Un libro cambia la vita

Un bellissimo articolo sul giornale “La Stampa” di oggi: un’iniziativa nata a Modena che può davvero cambiare la vita dei detenuti e che varrebbe la pena essere replicata da qualche altra amministrazione “illuminata”

Un concorso letterario per restituire “Umanità” e “Speranza” ai detenuti.

Un libro cambia la vita. E in carcere lo può fare davvero, senza retorica, anche perché là dentro le parole finte e vanagloriose valgono nulla. Per questo oggi debutta il «Sognalib(e)ro», un premio letterario per detenuti. Nasce a Modena, perché è terra di Tassoni, che profuse libertà a secchiate in tempi di cupe catene, e perché l’assessore alla Cultura di quella Città l’ha sostenuto insieme al ministero della Giustizia. Nasce anche da un’esperienza concreta.

 

Qualche anno fa «Tuttolibri» organizzò un concorso per poeti dilettanti. Tra le tante (ne arrivarono quasi 5 mila), c’era un gruppo di poesie scritte da detenuti di Opera che trasudavano la bellezza forte e agra della vita, quella vera. La giuria ne premiò alcune. Conoscemmo personalmente alcuni autori.

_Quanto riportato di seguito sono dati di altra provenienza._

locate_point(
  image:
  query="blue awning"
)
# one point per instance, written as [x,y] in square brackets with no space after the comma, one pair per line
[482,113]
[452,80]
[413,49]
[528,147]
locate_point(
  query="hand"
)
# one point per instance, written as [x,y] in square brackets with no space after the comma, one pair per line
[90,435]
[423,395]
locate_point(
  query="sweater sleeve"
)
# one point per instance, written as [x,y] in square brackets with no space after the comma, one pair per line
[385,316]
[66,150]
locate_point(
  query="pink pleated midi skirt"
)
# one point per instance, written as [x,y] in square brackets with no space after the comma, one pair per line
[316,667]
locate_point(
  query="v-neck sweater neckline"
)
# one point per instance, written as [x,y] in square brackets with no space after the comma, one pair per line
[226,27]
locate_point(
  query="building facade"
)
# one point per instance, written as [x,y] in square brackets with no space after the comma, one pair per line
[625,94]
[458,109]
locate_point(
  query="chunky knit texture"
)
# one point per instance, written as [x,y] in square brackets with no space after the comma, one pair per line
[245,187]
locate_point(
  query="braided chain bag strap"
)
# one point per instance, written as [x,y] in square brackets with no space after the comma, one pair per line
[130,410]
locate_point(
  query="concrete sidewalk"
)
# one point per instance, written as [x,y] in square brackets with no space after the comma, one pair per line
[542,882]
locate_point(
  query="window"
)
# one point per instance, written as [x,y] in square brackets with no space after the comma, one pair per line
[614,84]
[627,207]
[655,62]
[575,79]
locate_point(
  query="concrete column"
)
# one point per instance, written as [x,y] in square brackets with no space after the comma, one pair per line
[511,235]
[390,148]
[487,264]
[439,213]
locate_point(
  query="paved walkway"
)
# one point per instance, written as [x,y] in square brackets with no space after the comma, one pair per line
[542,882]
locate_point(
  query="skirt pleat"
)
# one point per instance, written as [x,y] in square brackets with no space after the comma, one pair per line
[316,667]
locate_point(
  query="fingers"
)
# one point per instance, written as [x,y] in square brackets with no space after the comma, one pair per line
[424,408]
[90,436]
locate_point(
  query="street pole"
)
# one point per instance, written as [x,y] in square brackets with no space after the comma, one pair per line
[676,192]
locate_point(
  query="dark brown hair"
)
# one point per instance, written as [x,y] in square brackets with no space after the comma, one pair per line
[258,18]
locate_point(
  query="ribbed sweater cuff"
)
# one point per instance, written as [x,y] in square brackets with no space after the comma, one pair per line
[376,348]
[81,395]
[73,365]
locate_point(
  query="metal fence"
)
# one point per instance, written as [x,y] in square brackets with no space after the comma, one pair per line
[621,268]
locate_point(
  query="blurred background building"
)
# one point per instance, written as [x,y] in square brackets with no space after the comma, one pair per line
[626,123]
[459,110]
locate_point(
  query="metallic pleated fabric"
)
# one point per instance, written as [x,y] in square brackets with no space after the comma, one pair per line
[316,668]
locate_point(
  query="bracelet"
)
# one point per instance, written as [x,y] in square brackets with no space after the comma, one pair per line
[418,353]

Un ragazzo albanese che stava scontando la pena con una serenità e una voglia di riscatto ammirevoli, perché in galera aveva imparato a costruire violini e a scrivere un italiano asciutto, perfetto, forbito, leggendo Ungaretti, Montale, Verga.

 

Un suo collega, che aveva trascorso lunghi anni in cella, e il fine pena sarebbe arrivato entro qualche mese, raccontò che da quasi analfabeta s’era accostato a Neruda, Hemingway, e via via ai grandi della letteratura mondiale. Li aveva letti, meditati, assimilati, per scrivere a sua volta, e inventarsi un’esistenza diversa nella riconquistata la libertà. Due storie vere. Di delitti, castighi, e «rieducazione» (come prevede la nostra Carta), che non sono usciti da un romanzo edificante dell’800 ma da un universo, quello carcerario, che gronda disagio. E oltre tutto in un Paese come il nostro in cui i libri sono snobbati, disprezzati, dimenticati, perché un italiano (libero) su due non ne fa mai uso nell’affannarsi quotidiano.

 

Da questa esperienza, dunque, parte il «Sognalib(e)ro», rivolto a dieci istituti italiani (vorremmo che in futuro se ne unissero altri). Tre scrittori italiani – Ferrante, Manzini, Siti – hanno scelto tre romanzi per la gara – «Una storia nera» della Lattanzi, «L’Arminuta» della Di Pietrantonio, «Perduto in paradiso» di Pasti. I volumi in lizza vengono distribuiti negli istituti, letti, e votati come fosse uno Strega o un Campiello. Chi ottiene più voti vince. La seconda fase del «Sognalib(e)ro» è invece destinata ai detenuti in quanto scrittori. Il miglior autore di romanzo o memoir sarà pubblicato da Giunti, avrà quindi come premio il privilegio di entrare a pieno diritto nel normale circuito editoriale.

 

La lettura in carcere è già una realtà. Da anni un silenzioso esercito di educatori, volontari, scrittori, la promuove tra mille difficoltà, spezzando l’apatia di una popolazione che vegeta tra celle sovraffollate in un tempo che pare immobile. Il «Sognalib(e)ro» aggiunge a questa esperienza un piccolo valore simbolico in più. Il detenuto che spesso è invisibile, semplice numero per statistiche del disagio e del mal vivere, nemico escluso dal mondo, diventa grazie al libro un individuo. Che legge. Che pensa. Che dà un voto e un giudizio. Torna ad essere, cioè, un uomo.